Each lead group views a region. Inferior MI — leads II, III, aVF (right coronary artery in 80%). Anterior — V1-V4 (LAD). Lateral — I, aVL, V5-V6 (circumflex or LAD diagonals). Posterior — tall R and ST depression in V1-V2 (mirror). Right ventricular involvement with inferior MI shows ST elevation in V4R; these patients are preload dependent.
What does atrial fibrillation look like?
No discrete P waves, irregularly irregular R-R intervals, fibrillatory baseline. Most common sustained arrhythmia. Risks stroke (CHA2DS2-VASc score guides anticoagulation). Rate control with beta blockers, diltiazem, or verapamil. Rhythm control with amiodarone, flecainide, or cardioversion. Anticoagulation with apixaban, rivaroxaban, dabigatran, or warfarin.
What is a long QT?
Prolonged ventricular repolarization. QTc >500 ms increases torsades de pointes risk. Causes — congenital (KCNQ1, KCNH2 mutations), drugs (azithromycin, ondansetron, methadone, haloperidol, sotalol), electrolytes (low K, Mg, Ca). Treat torsades with magnesium 2 g IV, correct electrolytes, stop offending drug.

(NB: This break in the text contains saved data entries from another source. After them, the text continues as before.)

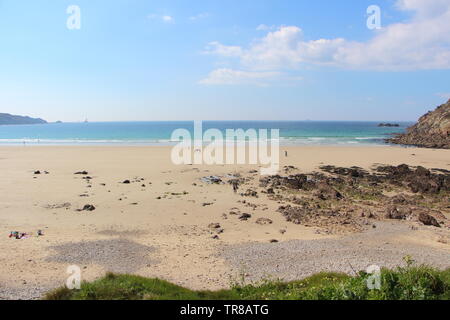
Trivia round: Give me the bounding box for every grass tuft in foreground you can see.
[45,265,450,300]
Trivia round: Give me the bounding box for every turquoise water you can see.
[0,121,411,146]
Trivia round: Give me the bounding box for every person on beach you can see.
[231,180,239,193]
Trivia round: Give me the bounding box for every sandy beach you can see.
[1,145,449,299]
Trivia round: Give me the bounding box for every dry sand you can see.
[0,145,449,299]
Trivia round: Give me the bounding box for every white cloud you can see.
[204,41,243,57]
[189,13,210,21]
[240,26,308,70]
[256,24,277,31]
[199,68,300,86]
[396,0,450,18]
[199,68,280,86]
[162,15,174,23]
[204,0,450,71]
[148,14,174,23]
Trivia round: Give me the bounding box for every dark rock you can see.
[415,166,431,176]
[320,165,367,178]
[283,166,297,173]
[260,173,318,191]
[378,123,400,127]
[408,177,440,194]
[241,189,258,198]
[201,176,223,184]
[385,206,411,220]
[418,213,441,227]
[239,213,252,221]
[277,205,307,225]
[122,180,131,184]
[391,194,408,204]
[80,204,95,212]
[375,164,447,194]
[256,218,273,225]
[74,171,89,175]
[315,182,343,201]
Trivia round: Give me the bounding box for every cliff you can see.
[388,99,450,149]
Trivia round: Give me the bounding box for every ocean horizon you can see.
[0,121,412,146]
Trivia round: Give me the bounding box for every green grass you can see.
[45,264,450,300]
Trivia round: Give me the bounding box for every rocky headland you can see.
[0,113,47,125]
[388,99,450,149]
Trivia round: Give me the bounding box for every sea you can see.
[0,121,412,146]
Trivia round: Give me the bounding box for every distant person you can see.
[285,151,288,157]
[231,180,239,193]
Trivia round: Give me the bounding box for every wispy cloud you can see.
[189,12,210,21]
[148,13,174,23]
[256,24,277,31]
[203,41,242,57]
[199,69,280,86]
[437,92,450,100]
[162,15,174,23]
[199,68,302,86]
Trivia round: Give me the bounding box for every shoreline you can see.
[0,140,399,147]
[0,142,426,149]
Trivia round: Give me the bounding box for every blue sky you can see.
[0,0,449,122]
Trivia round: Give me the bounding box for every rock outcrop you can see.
[260,164,449,234]
[388,99,450,149]
[378,123,399,127]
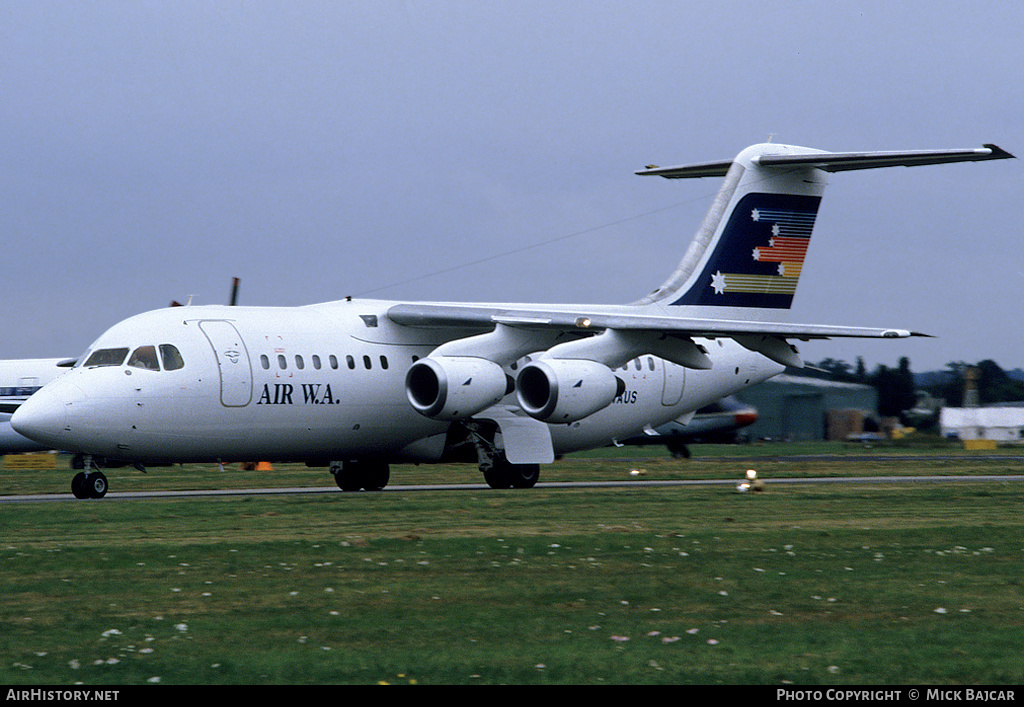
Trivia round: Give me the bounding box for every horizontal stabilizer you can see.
[637,144,1014,178]
[756,144,1015,172]
[636,159,733,179]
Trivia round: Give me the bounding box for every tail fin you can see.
[635,143,1013,316]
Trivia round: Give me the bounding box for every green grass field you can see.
[2,442,1023,685]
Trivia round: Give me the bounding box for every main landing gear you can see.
[330,460,390,492]
[457,420,541,489]
[481,454,540,489]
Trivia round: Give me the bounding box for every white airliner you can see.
[11,142,1013,498]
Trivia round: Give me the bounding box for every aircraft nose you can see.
[10,382,80,447]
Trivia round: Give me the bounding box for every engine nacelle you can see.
[516,359,624,423]
[406,356,512,421]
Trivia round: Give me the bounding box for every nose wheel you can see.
[71,470,108,499]
[70,454,109,499]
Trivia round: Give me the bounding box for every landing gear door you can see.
[199,320,253,407]
[485,408,555,464]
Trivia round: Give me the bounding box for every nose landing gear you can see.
[70,470,108,498]
[69,455,108,499]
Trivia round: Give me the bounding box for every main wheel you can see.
[331,462,362,492]
[483,456,540,489]
[509,463,540,489]
[332,461,390,492]
[362,462,390,492]
[483,464,512,489]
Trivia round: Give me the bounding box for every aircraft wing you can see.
[386,302,924,340]
[387,302,924,370]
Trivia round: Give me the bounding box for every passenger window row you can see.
[259,353,391,372]
[0,386,42,397]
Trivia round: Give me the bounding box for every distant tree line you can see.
[923,360,1024,408]
[808,355,915,417]
[799,356,1024,430]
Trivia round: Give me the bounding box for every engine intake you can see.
[516,359,624,423]
[406,356,512,421]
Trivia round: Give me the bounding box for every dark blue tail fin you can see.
[669,190,821,309]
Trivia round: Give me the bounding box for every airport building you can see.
[735,373,879,442]
[939,406,1024,444]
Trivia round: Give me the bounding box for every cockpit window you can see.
[128,345,160,371]
[83,348,129,368]
[160,344,185,371]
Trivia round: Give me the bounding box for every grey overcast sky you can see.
[2,1,1021,372]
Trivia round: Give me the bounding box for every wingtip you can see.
[982,144,1015,160]
[882,329,934,339]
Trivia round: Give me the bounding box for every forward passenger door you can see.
[199,320,253,407]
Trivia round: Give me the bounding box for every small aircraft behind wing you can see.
[0,358,73,454]
[11,141,1013,498]
[620,396,759,458]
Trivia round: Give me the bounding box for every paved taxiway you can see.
[3,474,1023,504]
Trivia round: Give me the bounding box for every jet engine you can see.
[406,356,512,421]
[515,359,625,423]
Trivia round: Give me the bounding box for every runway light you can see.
[629,468,646,477]
[739,469,765,493]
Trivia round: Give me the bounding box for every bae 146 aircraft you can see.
[11,142,1013,498]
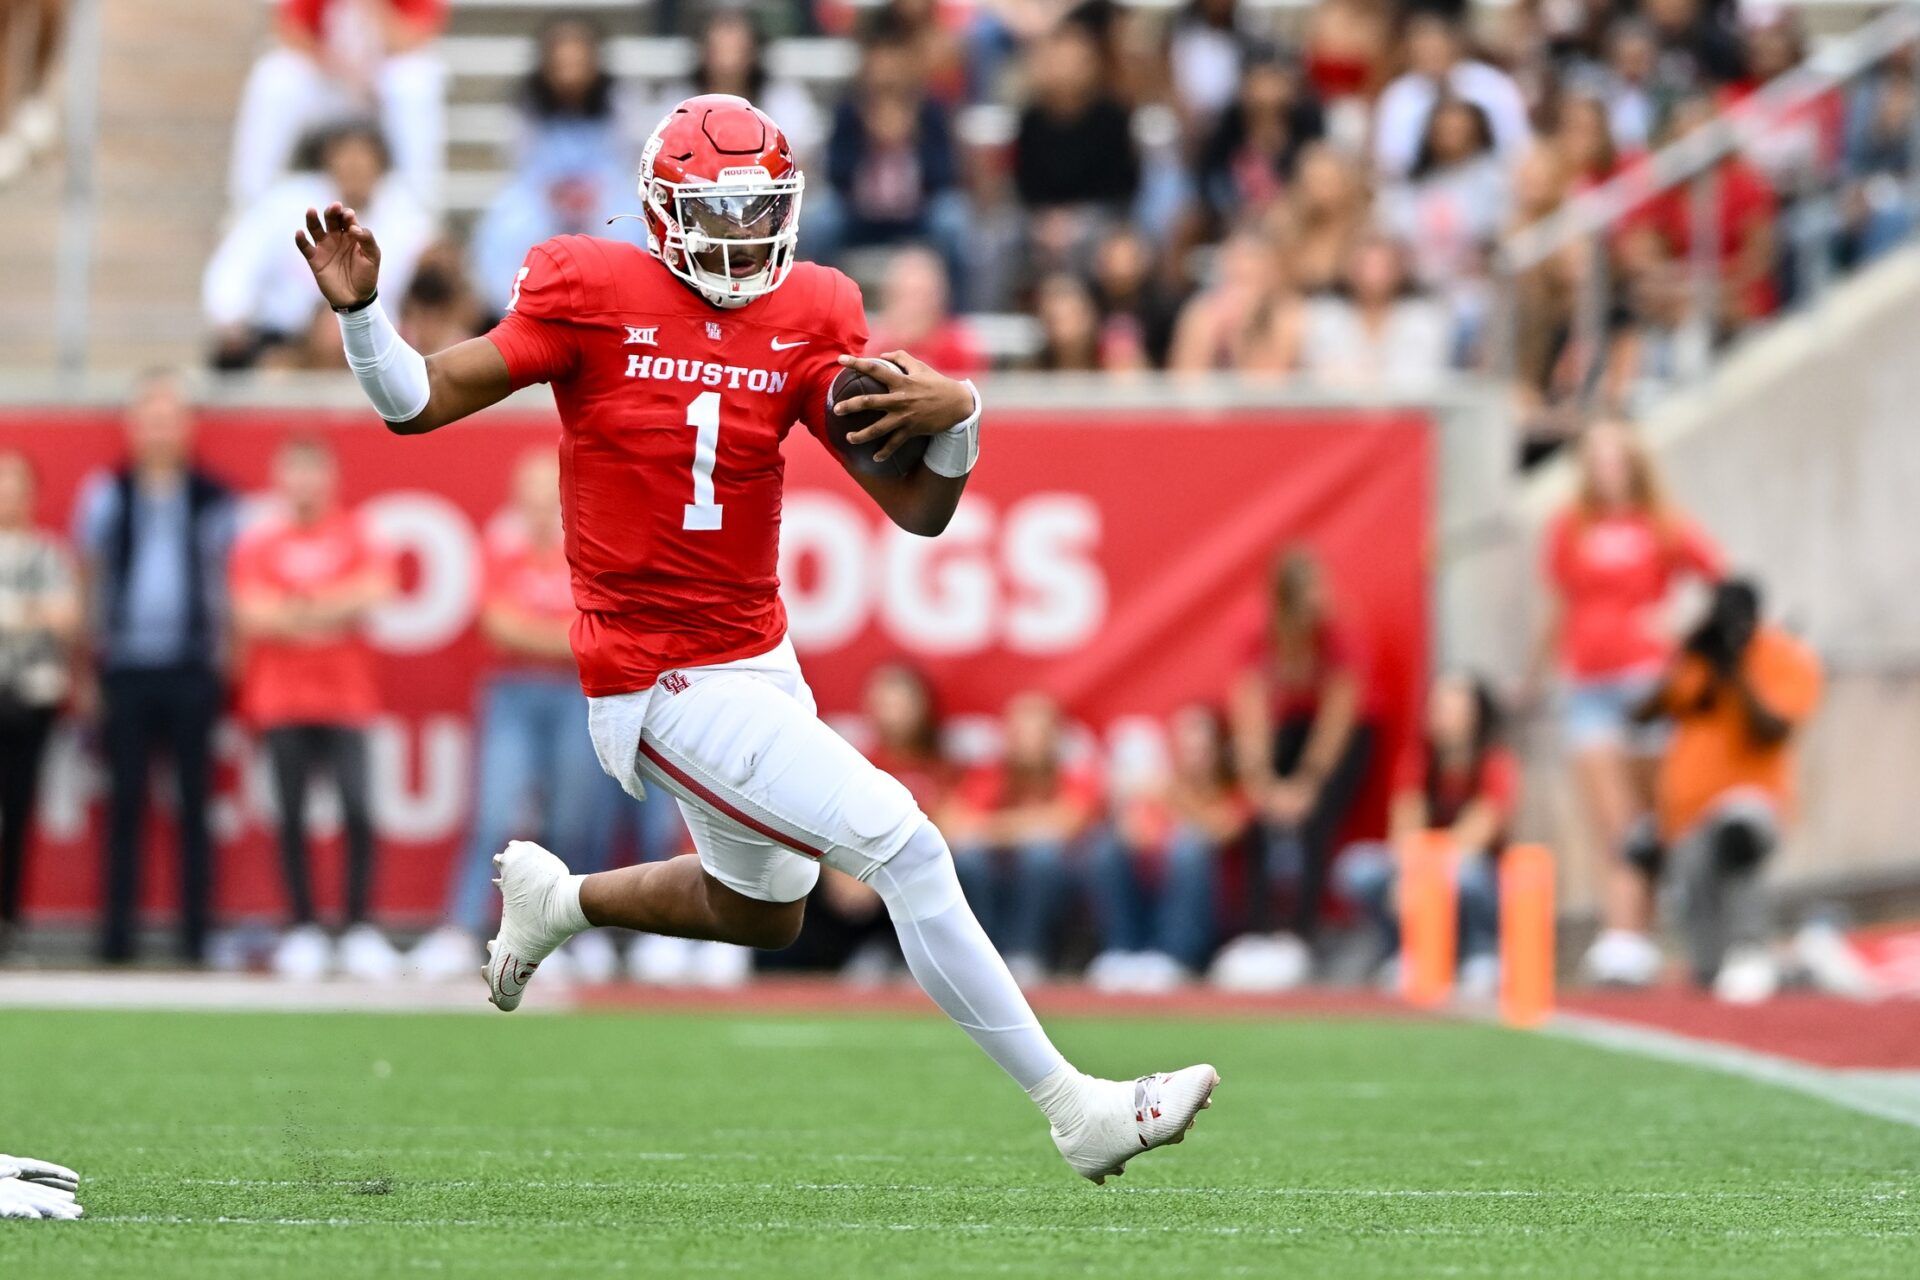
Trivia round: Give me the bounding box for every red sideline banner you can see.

Overdrive pacing or isoproterenol for refractory cases.
How do electrolytes show on ECG?
Hyperkalemia — peaked T waves, then PR prolongation, QRS widening, sine wave, asystole. Treat with calcium gluconate (membrane stabilization), insulin/glucose, beta-2 agonists, then dialysis. Hypokalemia — flat T waves, U waves, ST depression. Hypercalcemia — short QT. Hypocalcemia — long QT. These can mimic ischemia.
When do you call a code?
Pulseless rhythms — ventricular fibrillation, pulseless VT (shockable), asystole, and PEA (pulseless electrical activity, non-shockable). Start CPR immediately, defibrillate VF/VT at 200 J biphasic, give epinephrine 1 mg every 3-5 minutes, treat reversible causes (Hs and Ts — hypoxia, hypovolemia, H+, hypo/hyperkalemia, hypothermia, tension pneumothorax, tamponade, toxins, thrombosis).